I’ve been thinking a lot about purpose lately. Being a stay-at-home mum is so much different than I anticipated, but not in any way I could describe. It consumes me. However, it also… leaves me feeling inadequate. There is always more to be offered. There is always more to be done. I generally always neglect housework in favour of eden. But there other days where I’m not certain that is actually in his best interests. The responsibility of bringing up a person – helping to develop the very foundation of his nature & character – is a very heavy one. I guess it is always said that with great privilege comes great responsibility….
But I am now somewhat living the life I was most afraid of when I was younger – a housewife, a mother, ordinary and insignificant. Don’t take from this that I’m feeling insignificant, because I’m not. I was just so terribly afraid of ordinary. And I have now lived in this city longer than I’ve ever lived in one city. And I really want to own a house. And a mini-van (people carrier).
But that’s not all I want. I still want to do bold things. I still want adventures – just ones that don’t cost the earth to my family.

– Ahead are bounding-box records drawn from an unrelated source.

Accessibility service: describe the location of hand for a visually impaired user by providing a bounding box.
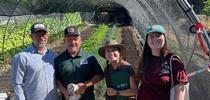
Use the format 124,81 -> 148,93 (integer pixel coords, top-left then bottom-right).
63,91 -> 71,100
106,88 -> 117,96
76,83 -> 87,94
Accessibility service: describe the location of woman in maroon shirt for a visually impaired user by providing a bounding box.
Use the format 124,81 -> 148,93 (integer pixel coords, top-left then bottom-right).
137,25 -> 188,100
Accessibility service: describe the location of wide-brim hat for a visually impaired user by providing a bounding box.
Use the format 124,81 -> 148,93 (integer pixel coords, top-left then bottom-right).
98,40 -> 126,58
31,22 -> 48,34
147,25 -> 166,34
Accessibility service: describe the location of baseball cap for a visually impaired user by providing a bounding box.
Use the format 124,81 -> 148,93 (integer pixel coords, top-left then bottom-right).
31,23 -> 47,33
147,25 -> 166,34
64,26 -> 80,36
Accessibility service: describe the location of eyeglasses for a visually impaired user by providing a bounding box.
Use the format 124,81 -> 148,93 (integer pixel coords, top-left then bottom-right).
148,32 -> 163,39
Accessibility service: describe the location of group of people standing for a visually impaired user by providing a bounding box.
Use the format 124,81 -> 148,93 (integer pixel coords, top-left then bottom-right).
12,23 -> 188,100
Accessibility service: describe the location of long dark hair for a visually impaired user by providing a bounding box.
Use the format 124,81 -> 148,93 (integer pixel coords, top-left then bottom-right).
137,34 -> 171,77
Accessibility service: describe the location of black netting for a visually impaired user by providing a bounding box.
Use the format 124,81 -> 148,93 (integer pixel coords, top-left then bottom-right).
0,0 -> 210,100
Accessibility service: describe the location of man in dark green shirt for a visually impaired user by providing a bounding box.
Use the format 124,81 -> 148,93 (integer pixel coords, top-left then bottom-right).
55,26 -> 103,100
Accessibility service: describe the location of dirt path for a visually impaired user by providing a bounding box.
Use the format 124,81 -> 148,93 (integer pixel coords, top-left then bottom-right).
0,26 -> 94,92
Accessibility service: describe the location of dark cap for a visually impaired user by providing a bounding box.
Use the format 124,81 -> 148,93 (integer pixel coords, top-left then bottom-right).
31,23 -> 47,33
64,26 -> 80,36
147,25 -> 166,34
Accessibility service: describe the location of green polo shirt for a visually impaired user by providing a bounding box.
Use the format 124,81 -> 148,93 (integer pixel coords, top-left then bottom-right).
55,49 -> 103,100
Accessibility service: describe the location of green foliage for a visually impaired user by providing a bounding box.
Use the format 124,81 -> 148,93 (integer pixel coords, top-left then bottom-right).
202,0 -> 210,16
82,25 -> 108,54
106,25 -> 119,40
0,12 -> 84,66
82,25 -> 109,100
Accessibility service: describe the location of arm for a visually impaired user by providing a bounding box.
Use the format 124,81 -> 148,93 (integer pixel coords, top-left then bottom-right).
56,80 -> 70,100
12,55 -> 26,100
107,76 -> 137,96
174,84 -> 186,100
77,75 -> 103,94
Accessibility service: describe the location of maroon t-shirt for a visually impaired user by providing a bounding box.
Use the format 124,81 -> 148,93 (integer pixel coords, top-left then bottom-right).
138,54 -> 188,100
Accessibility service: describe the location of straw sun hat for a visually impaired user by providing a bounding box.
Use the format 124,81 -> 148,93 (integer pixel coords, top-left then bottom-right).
98,40 -> 126,58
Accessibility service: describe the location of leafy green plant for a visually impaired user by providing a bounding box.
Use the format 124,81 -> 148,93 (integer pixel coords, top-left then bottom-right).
202,0 -> 210,16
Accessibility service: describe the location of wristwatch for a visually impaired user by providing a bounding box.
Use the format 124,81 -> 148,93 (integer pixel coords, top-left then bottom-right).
116,91 -> 120,96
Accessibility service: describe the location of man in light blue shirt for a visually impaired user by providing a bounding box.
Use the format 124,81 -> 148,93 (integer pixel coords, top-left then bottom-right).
12,23 -> 58,100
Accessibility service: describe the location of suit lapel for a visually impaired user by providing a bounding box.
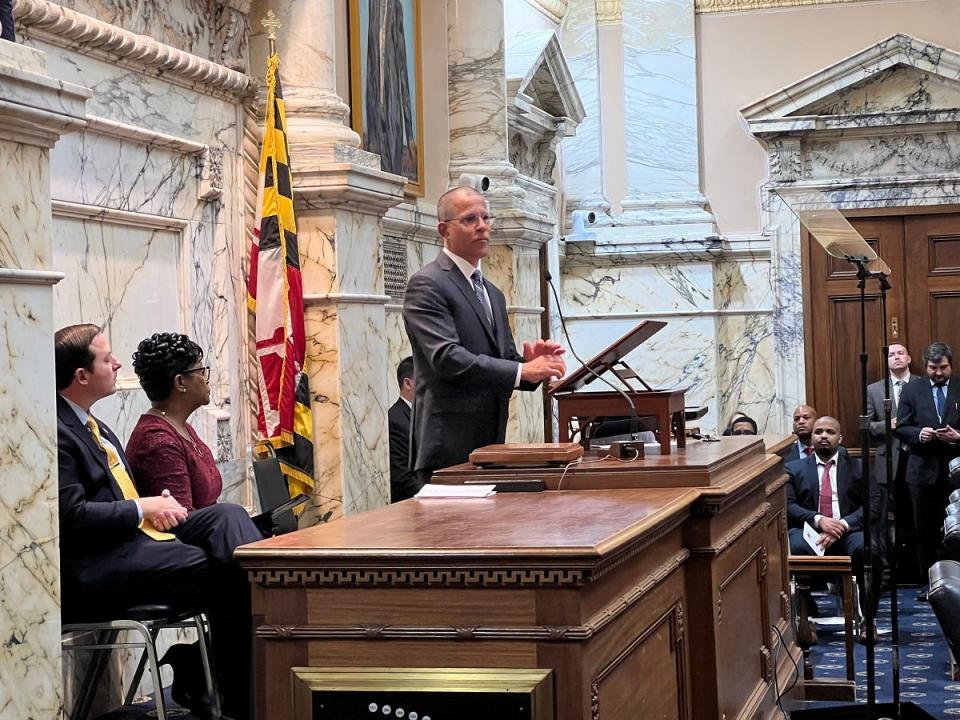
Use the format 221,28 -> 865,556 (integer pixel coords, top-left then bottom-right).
57,395 -> 123,500
437,250 -> 499,347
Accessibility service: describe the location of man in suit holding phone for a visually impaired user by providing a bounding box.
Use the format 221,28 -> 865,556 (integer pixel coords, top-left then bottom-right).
403,187 -> 566,490
897,342 -> 960,588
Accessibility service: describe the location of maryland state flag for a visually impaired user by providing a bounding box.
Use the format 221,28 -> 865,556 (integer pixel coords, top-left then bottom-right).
247,53 -> 315,497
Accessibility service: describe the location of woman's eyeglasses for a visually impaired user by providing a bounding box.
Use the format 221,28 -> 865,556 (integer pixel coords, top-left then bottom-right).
180,365 -> 210,382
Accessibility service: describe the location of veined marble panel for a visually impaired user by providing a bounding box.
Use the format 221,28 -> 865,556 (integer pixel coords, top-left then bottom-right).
337,303 -> 392,515
567,315 -> 721,432
561,262 -> 714,313
713,260 -> 773,310
560,0 -> 603,209
623,0 -> 699,195
0,142 -> 50,270
0,284 -> 63,718
32,42 -> 239,145
716,312 -> 776,434
59,0 -> 215,57
802,131 -> 960,181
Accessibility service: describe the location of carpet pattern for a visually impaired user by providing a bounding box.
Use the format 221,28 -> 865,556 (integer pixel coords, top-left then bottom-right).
810,588 -> 960,718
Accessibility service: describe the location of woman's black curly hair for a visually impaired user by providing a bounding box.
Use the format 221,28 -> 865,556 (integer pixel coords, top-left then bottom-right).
133,333 -> 203,402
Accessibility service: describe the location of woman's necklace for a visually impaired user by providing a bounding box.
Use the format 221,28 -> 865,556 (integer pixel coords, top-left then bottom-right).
147,408 -> 200,452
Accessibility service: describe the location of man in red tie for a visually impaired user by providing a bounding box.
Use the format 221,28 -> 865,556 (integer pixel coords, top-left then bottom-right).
786,417 -> 880,640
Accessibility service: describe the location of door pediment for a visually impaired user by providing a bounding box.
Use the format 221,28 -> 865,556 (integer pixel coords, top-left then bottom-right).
741,34 -> 960,138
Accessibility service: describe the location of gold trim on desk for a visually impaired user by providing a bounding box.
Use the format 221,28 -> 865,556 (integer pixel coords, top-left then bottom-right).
290,667 -> 553,720
695,0 -> 873,15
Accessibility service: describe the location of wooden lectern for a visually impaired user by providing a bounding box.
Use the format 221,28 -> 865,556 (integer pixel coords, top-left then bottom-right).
547,320 -> 686,455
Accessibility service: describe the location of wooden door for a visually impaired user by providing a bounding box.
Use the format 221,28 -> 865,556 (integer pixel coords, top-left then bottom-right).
904,214 -> 960,360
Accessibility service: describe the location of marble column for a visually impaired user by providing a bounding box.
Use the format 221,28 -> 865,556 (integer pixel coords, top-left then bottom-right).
616,0 -> 714,239
0,41 -> 90,720
447,0 -> 555,442
251,0 -> 405,525
560,0 -> 622,219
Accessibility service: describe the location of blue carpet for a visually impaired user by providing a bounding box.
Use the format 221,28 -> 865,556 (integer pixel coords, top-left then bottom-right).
810,588 -> 960,718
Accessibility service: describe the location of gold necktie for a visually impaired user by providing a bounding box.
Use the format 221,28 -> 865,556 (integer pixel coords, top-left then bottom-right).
87,416 -> 176,540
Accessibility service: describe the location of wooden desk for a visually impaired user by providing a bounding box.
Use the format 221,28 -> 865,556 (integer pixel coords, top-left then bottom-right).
554,390 -> 687,455
237,438 -> 799,720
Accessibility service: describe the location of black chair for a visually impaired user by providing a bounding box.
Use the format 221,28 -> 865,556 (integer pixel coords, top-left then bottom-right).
62,605 -> 220,720
927,560 -> 960,677
250,442 -> 310,537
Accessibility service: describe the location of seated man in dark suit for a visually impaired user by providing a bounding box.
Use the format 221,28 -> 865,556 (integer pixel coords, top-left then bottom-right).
786,417 -> 880,635
54,324 -> 260,718
387,355 -> 420,502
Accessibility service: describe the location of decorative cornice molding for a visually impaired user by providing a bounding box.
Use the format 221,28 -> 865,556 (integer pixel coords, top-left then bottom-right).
597,0 -> 623,25
527,0 -> 570,23
13,0 -> 256,97
696,0 -> 874,15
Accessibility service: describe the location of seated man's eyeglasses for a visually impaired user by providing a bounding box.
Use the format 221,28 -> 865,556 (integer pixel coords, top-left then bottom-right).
447,213 -> 496,227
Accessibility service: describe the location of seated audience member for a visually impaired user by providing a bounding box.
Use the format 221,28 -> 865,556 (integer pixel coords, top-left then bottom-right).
0,0 -> 17,42
127,333 -> 255,524
784,405 -> 817,462
387,355 -> 420,502
786,417 -> 880,639
730,415 -> 757,435
54,324 -> 255,718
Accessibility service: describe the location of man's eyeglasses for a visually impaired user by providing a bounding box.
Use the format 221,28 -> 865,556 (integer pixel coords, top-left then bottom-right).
446,213 -> 497,227
180,365 -> 210,382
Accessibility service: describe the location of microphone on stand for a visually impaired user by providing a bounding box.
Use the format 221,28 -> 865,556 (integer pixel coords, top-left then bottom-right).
543,270 -> 640,440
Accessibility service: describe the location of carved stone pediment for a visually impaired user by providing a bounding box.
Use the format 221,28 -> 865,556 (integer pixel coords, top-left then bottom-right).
741,34 -> 960,139
505,30 -> 586,200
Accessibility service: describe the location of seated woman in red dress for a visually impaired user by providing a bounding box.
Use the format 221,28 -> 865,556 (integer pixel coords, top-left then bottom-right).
127,333 -> 233,512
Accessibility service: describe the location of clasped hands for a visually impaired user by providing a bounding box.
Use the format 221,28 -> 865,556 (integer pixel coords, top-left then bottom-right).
920,425 -> 960,443
520,340 -> 567,382
817,515 -> 847,550
138,490 -> 187,531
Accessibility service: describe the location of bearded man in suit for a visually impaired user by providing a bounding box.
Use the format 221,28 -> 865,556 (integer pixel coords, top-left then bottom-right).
897,342 -> 960,588
786,416 -> 880,634
403,187 -> 566,489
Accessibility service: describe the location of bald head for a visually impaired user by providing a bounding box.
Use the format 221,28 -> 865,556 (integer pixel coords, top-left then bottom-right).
813,415 -> 843,460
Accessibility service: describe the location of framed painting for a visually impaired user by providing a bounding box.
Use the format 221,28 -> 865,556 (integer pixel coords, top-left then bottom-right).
350,0 -> 423,195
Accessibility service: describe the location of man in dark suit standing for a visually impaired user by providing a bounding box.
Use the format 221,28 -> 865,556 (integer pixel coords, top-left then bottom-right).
786,417 -> 880,640
897,342 -> 960,596
54,324 -> 261,718
387,355 -> 419,502
784,405 -> 817,462
867,343 -> 918,576
403,187 -> 566,489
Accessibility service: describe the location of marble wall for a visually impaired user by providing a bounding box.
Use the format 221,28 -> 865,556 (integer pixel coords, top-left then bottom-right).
0,41 -> 89,720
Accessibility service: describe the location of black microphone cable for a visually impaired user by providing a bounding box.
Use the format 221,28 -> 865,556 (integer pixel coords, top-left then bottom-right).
543,270 -> 640,440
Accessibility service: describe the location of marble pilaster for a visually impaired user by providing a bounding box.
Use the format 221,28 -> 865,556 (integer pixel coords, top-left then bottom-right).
560,0 -> 610,219
618,0 -> 713,233
251,0 -> 405,525
0,41 -> 90,720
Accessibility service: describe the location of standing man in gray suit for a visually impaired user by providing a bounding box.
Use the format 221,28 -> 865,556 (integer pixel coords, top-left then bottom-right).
867,343 -> 918,580
403,187 -> 566,486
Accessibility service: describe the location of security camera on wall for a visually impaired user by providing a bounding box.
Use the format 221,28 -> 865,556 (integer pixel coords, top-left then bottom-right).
457,173 -> 490,192
563,210 -> 597,242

It’s just traveling isn’t necessarily the only adventure. I’ve been there, done that. In 2003 I was in something like 16 different countries. I know what it’s like to pitch a tent in a new city every night or two (or get bored of that and just sleep under the stars). It was pretty lonely as well as amazing. Now I want to change lives. I want to breathe meaning into lives. I really want to foster, even though I do not know if I’m strong enough. I really want to work in the care system. I want to help people find beauty. I want to help children see their own potential. I want to help adults remember theirs. I want to have a big house that is home to more than my family. I want to feed people (not necessarily the homeless). Their stomachs and their souls. I want to have true friends. People who *know* me.
I’ve been married for 4 years today. That’s as long as I lived at SSU. I never thought about life past ssu. I definitely didn’t think I would marry someone who hadn’t experienced that. But I did. And I think I fell in love with him the first time we truly talked – a long time before we got together. I don’t even remember what he was talking about (I’m sure it was something to do with pirates) but suddenly we were communicating on a level I had long since forgotten (nothing to do with love, he was in a relationship at the time and i didn’t think i was interested). And here we are. One dictator later.
We’ve had big dreams since we got together. Spain. Costa Rica. Canada. Schools. Trips. Adventures. None of them are real right now, but we haven’t forgotten. Turns out being responsible means you sometimes have to take the long way round.
It’s hard to remember that. It’s hard to remember that just because it takes a long time, it doesn’t mean you are not going to do it. We’re still chasing our dreams. Who knows what they’ll look like in the end.